Food is digested and assimilated and from corporeal becomes incorporeal. In contemporary language - matter becomes usable energy.
And all other substances feed in other ways, as Raphael goes on to teach (note the verb ‘know’)
For know, whatever was created, needs
To be sustaind and fed; of Elements [ 415 ]
The grosser feeds the purer, Earth the Sea,
Earth and the Sea feed Air, the Air those Fires
Ethereal, and as lowest first the Moon;
Whence in her visage round those spots, unpurg'd
Vapours not yet into her substance turnd. [ 420 ]
This is so interesting. Creation is not a completed process - but all things must be ‘sustained and fed’. In this poem, fed with what is the big question.

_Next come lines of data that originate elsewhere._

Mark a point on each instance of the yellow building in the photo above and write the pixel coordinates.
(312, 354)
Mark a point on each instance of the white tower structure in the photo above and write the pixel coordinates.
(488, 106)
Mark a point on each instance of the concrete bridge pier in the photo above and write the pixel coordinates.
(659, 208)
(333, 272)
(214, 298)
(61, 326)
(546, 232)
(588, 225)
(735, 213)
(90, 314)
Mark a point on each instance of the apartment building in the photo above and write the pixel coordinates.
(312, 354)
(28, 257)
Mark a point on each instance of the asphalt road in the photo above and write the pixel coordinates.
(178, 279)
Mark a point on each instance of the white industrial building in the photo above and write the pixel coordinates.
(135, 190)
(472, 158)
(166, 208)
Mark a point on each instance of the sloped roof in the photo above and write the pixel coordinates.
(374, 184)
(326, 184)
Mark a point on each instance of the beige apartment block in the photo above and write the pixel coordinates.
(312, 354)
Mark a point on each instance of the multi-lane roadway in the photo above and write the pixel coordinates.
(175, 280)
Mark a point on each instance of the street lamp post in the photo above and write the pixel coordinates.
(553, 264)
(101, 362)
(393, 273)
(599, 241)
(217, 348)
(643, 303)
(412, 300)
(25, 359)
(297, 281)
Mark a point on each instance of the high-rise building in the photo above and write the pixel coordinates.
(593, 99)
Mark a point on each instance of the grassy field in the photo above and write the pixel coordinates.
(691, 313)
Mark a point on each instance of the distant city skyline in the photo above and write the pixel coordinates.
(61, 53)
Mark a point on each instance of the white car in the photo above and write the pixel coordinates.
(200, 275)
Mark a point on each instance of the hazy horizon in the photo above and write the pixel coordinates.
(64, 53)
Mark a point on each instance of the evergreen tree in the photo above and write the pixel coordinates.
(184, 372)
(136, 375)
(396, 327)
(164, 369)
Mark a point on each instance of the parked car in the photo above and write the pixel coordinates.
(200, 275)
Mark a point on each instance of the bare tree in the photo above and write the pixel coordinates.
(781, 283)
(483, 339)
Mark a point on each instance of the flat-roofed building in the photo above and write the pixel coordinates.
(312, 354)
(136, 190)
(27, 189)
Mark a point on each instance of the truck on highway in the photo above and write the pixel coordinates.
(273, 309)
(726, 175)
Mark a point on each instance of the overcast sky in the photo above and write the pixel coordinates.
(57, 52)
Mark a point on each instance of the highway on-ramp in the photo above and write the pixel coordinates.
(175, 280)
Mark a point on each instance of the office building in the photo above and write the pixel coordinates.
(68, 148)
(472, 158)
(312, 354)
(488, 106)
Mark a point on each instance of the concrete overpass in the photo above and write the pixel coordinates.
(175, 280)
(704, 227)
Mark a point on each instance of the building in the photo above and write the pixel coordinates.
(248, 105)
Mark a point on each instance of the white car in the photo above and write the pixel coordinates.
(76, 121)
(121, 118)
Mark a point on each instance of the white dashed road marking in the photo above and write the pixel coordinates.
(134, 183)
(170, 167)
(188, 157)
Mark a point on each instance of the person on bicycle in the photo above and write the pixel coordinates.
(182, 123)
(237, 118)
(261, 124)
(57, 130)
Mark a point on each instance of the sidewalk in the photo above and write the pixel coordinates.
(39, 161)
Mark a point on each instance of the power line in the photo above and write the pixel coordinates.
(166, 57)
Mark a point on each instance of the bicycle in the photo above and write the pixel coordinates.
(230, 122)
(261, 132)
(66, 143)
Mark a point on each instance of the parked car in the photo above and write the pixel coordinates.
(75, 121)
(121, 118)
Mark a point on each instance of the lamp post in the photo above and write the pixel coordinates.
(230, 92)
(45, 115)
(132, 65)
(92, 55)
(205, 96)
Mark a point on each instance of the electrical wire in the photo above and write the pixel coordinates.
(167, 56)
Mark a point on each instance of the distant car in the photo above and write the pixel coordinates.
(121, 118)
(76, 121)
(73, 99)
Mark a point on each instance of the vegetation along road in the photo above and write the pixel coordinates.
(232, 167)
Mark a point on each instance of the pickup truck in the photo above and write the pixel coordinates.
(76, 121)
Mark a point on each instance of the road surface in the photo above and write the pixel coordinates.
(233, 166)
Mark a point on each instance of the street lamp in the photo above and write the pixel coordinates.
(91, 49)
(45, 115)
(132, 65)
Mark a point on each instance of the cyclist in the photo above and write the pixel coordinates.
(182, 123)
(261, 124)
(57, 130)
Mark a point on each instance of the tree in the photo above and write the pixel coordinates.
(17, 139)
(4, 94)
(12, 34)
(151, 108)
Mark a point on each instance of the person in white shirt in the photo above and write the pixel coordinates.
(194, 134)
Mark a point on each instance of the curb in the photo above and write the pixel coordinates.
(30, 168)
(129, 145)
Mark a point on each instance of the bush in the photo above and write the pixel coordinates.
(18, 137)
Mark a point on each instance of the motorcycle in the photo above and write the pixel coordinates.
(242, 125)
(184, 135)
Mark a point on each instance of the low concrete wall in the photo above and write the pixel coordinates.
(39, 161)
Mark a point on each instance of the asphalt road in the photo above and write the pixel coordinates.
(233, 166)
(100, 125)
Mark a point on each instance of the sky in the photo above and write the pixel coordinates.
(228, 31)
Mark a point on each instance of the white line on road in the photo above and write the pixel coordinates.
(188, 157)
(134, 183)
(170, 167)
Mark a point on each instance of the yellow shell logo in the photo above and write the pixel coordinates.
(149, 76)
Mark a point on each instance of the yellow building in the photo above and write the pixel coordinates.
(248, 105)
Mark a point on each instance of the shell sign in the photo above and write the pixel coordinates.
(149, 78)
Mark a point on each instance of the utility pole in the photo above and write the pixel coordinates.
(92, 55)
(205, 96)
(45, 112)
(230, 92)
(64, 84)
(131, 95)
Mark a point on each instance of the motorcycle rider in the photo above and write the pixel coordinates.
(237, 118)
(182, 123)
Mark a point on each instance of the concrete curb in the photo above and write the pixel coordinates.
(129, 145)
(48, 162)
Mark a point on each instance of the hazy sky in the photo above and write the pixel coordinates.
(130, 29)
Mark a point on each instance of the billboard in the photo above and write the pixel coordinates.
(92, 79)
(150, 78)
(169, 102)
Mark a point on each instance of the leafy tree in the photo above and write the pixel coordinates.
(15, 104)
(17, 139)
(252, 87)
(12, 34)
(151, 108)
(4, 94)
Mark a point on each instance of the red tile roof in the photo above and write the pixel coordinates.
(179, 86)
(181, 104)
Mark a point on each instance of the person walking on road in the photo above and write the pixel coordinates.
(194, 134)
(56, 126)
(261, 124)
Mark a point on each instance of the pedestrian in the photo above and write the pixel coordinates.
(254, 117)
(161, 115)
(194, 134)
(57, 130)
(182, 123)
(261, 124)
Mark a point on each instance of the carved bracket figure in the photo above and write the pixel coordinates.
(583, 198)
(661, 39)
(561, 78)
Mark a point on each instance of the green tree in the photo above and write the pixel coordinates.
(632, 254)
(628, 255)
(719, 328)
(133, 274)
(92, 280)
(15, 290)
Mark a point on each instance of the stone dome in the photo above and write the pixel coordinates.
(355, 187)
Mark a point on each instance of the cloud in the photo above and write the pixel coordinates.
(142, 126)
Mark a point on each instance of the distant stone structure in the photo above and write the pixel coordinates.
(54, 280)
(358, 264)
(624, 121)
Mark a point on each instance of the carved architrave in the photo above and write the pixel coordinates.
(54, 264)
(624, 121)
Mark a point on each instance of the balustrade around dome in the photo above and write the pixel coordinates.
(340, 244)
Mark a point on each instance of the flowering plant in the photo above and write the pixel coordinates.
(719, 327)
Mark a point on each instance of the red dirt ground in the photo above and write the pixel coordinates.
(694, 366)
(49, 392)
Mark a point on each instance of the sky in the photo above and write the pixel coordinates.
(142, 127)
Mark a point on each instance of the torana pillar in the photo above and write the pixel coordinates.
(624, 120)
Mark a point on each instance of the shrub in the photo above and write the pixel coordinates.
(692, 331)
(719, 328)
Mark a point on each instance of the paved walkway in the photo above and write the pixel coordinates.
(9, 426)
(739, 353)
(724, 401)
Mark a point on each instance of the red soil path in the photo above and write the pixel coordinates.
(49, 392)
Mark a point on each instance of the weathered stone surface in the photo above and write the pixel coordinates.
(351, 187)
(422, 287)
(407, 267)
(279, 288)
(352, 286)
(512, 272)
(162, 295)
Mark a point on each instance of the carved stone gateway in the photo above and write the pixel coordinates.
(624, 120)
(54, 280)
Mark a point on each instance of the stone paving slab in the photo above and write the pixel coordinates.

Raphael teaches a natural order (‘the grosser feeds the purer’).
Looking back over todays writing, the close-up gives me a chance to go more deeply into some complicated background stuff that I would otherwise skip over, and also gave me the chance to think backwards through what we’ve read so far, which I found helpful.
Because the poem is so big (and because my memory is poor) it is hard to keep everything we’ve read to date in mind. Having time to look back and find related moments was helpful.
But I’d be grateful for your thoughts and comments - more like this or continue with the explication of what just happened?